Millionaire’s Problem
Lets assume there are two millionaires, named Alice and Bob. Alice and Bob what to know who is richer without revealing how much money either one of them have. This is what is known as the millionaires problem, originally introduced by Andrew Yao [paper link]. Why am I talking about this? Well I’m interested in the ability to share information among people while preserving their data privacy. In this case the two millionaires will know which is richer (information) without sharing how much either is worth (their private data).
The solution we will be exploring relies upon two assumptions. First, it is assumed that the two millionaires knows approximately how rich each are. In our example we’ll assume that Alice and Bob knows that they are both worth somewhere between 1 and 10 million dollars. The second assumption is that Alice and Bob are using a public key encryption system, in this example we’ll be using RSA. With those assumptions lets begin working through an example.
We’ll give Alice 8 million dollars (i=8) and Bob 6 million dollars (j=6). Then lets assume that Alice’s public key is (17, 1591) and her private key is (89, 1591). These keys are really small to make the math easy, also note that the maximum number that can be encoded with this pair is limited (actually the maximum is 1590).
STEP 1: Lets have Bob start the process. To do this Bob first generates a N bit random number called U, we’ll choose 1180. Bob then takes that number and computes C = 1180^17 mod 1591 = 749. Note this is actually the encrypted version of Bob’s random number using Alice’s public key.

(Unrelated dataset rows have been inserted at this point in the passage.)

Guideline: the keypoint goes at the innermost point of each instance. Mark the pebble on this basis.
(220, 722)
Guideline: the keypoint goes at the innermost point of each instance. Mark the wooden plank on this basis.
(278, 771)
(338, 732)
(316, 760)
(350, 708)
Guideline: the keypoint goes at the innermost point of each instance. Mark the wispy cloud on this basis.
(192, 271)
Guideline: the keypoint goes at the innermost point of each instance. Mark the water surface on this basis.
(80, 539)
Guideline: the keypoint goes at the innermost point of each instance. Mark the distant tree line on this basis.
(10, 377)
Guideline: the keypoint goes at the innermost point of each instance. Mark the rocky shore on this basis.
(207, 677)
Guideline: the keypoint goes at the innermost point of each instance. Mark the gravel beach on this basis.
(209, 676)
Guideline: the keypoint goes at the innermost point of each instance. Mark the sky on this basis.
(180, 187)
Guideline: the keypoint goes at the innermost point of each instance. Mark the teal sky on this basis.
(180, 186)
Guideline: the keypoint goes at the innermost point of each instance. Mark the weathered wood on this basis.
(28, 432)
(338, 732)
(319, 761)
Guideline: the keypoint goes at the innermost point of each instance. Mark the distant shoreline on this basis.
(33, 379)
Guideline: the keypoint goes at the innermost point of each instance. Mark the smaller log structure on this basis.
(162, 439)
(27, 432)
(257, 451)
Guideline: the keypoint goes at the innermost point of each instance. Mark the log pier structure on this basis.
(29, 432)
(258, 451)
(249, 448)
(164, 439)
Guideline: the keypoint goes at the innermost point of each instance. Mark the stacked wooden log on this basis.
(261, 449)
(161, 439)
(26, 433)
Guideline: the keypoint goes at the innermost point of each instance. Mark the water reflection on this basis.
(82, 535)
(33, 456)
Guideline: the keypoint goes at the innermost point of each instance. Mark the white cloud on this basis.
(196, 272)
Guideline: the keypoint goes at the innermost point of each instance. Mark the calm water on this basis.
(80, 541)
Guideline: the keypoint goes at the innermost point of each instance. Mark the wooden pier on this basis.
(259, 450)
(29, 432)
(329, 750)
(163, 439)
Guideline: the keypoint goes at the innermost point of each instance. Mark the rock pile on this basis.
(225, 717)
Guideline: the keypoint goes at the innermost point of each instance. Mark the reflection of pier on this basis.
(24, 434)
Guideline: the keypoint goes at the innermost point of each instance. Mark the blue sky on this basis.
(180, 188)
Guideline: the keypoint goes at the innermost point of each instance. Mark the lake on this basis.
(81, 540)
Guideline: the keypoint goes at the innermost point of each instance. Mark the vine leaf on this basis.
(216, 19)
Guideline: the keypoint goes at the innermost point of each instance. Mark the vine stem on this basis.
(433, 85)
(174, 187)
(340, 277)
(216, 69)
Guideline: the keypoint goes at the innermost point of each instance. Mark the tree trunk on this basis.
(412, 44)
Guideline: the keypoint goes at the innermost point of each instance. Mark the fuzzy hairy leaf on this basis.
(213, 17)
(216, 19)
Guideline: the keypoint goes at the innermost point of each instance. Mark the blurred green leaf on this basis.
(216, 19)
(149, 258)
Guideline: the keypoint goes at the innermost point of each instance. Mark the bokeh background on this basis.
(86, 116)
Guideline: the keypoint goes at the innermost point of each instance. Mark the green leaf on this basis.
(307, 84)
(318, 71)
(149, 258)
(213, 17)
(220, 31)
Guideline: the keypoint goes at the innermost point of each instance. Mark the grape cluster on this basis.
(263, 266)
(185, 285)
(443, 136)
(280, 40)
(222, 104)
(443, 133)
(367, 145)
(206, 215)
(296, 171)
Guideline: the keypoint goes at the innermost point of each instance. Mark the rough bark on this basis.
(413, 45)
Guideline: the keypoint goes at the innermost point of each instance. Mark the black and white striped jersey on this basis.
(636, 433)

STEP 2: Bob takes the C value he computed and adds his wealth value J and subtracts one, C - J + 1 = 749 - 6 + 1 = 744. Bob then sends Alice this value.
STEP 3: After receiving this value Alice creates values Y1, Y2, …, Y10. Where Y1 is the RSA deciphering of (C - J + 1), Y2 is the deciphering of (C - J + 2), Y3 is the deciphering of (C - J + 3), etc. Although Alice doesn’t know C or J, Alice can still compute this because Bob sent her (C - J +1). This produces the following table of Y values.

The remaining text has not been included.